For clients wanting to place a deposit

Clients wanting to place a security deposit in a system with economic abstraction also have to do price discovery to decide in which token it is most strategic to place on deposit. They also will need/want to consider the price of hedging the volatility in the bonded token, so that they are not exposed to risk that is not correlated with their performance as bonded validators. This complicates the economic calculations that validators must make in order to be sure that they are making a rational decision.

Note that the case against economic abstraction for security deposits is better in the context of a mandatory minimum bond size policy, since the protocol itself will need to do price discovery to compare the relative prices of tokens to determine minimum bond sizes in each token in a fair manner.

Against economic abstraction of transaction fees

In this section, I will assume that the blockchain protocol in question has no mandatory fee policy, and that there is no fee distribution policy. This omission is for the sake of brevity — there is no way that economic abstraction is easier to reason about in the context of either of these policies. Instead I will assume that transaction fees are paid directly from clients to the validator who produced the block from which the transactions were executed.

For validators wanting to accept transactions

Validators must engage in price discovery (for a given token) to decide which fees offered by clients (in that token) are too cheap in price to justify their inclusion in blocks. If they want to maximize their potential to earn revenue, they must do price discovery in every protocol-compliant token that clients are trying to use to pay transaction fees. This makes the validators’ job more complicated.

For clients wanting to make transactions

Clients must query validators directly or by looking at their blocks to discover what prices in what tokens they are willing to accept in the various protocol-compliant tokens. They must then engage in price discovery to decide which tokens to purchase in order to get the best deal on transaction fees, at least if saving the money is worth the effort. This makes client transaction-making logic more complex.

Note that the case against economic abstraction for transaction fees gets better in the context of a mandatory fee policy, since then the protocol itself will need to do price discovery to compare the relative prices of tokens in order to set the required fee for each token in a fair manner.

Against economic abstraction of token issuance

Token issuance is an important part of guaranteeing the economic security of most blockchain protocols that are publicly known today. In the context of economic abstraction every protocol-compatible token must be issued for security.

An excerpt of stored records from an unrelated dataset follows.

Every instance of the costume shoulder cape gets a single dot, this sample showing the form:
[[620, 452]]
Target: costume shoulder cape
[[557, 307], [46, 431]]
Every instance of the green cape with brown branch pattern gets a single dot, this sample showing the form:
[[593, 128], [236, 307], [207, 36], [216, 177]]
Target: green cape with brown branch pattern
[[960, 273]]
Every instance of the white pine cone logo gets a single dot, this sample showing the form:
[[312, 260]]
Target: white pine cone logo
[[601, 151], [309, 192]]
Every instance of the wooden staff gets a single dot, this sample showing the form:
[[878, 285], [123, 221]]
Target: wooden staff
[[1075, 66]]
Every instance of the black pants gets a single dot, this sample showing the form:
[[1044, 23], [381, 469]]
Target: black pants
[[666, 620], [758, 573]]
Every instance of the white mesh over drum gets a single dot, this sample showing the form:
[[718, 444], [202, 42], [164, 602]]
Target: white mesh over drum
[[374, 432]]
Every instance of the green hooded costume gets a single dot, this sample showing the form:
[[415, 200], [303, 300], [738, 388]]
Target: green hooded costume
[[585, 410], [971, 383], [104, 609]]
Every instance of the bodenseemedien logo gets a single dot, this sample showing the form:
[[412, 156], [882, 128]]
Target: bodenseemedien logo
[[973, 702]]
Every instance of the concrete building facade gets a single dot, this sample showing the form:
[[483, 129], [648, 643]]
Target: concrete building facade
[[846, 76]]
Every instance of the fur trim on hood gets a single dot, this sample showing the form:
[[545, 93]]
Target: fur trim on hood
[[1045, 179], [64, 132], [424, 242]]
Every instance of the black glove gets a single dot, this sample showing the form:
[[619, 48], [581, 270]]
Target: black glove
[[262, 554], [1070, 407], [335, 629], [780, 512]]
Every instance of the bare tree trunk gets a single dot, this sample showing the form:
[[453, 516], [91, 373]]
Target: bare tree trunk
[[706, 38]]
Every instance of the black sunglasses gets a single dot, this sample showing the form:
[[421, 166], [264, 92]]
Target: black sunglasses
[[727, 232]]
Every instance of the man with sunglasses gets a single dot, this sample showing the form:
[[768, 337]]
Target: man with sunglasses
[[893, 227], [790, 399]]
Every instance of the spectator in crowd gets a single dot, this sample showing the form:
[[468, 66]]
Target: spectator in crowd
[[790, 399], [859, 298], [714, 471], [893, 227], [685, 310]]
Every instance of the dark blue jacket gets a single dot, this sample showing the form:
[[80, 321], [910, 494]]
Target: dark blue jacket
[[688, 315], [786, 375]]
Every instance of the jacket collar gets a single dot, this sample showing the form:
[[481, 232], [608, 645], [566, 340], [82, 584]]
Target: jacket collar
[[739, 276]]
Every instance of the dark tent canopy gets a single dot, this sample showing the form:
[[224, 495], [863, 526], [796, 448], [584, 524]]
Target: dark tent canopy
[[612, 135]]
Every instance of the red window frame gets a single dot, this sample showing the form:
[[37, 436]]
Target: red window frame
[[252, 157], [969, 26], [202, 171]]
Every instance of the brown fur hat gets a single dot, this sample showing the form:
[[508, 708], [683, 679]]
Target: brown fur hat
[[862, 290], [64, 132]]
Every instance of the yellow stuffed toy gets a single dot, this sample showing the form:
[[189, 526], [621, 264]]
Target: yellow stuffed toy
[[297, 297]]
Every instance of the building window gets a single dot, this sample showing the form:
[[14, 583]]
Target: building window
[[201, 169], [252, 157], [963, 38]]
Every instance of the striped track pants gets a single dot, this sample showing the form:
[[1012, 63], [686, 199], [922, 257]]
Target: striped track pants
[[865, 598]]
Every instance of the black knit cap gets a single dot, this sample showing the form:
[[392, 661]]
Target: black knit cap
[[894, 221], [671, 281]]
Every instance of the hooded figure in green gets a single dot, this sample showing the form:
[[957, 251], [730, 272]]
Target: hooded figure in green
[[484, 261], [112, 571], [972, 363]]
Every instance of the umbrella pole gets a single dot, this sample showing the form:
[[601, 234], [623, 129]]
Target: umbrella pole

Insofar as clients must reason about economic security as a function of issuance, they must (at least) do extra-protocol price discovery in order to understand the price of the protocol’s issuance. This complicates client calculations of economic security.

Important notes

This discussion omits discussion of price volatility of and correlation between the various protocol tokens, and of risk-aversion of clients. Each of these factors are important and make the economic security calculation even more difficult and complex.

The attack surface on all of the calculations described above include attacks on the order books of any exchange/broker with non-negligible volume.

Price discovery is extra-protocol reasoning, and in practice (at least in the short term) will involve queries to the Poloniex API. This changes the nature of the trust model of the safe authentication of the economic security of the blockchain protocol.

Conclusion

Economic abstraction, while at first brush seems like an elegant ideal (especially from the point of view of the aesthetics of a computer scientist), will dramatically increase the complexity of the economic calculations of clients and validators.

By increasing the attack surface and changing the trust model of economic security calculations, it reduces security for everyone.

IMHO, economic abstraction is an exceptionally bad idea.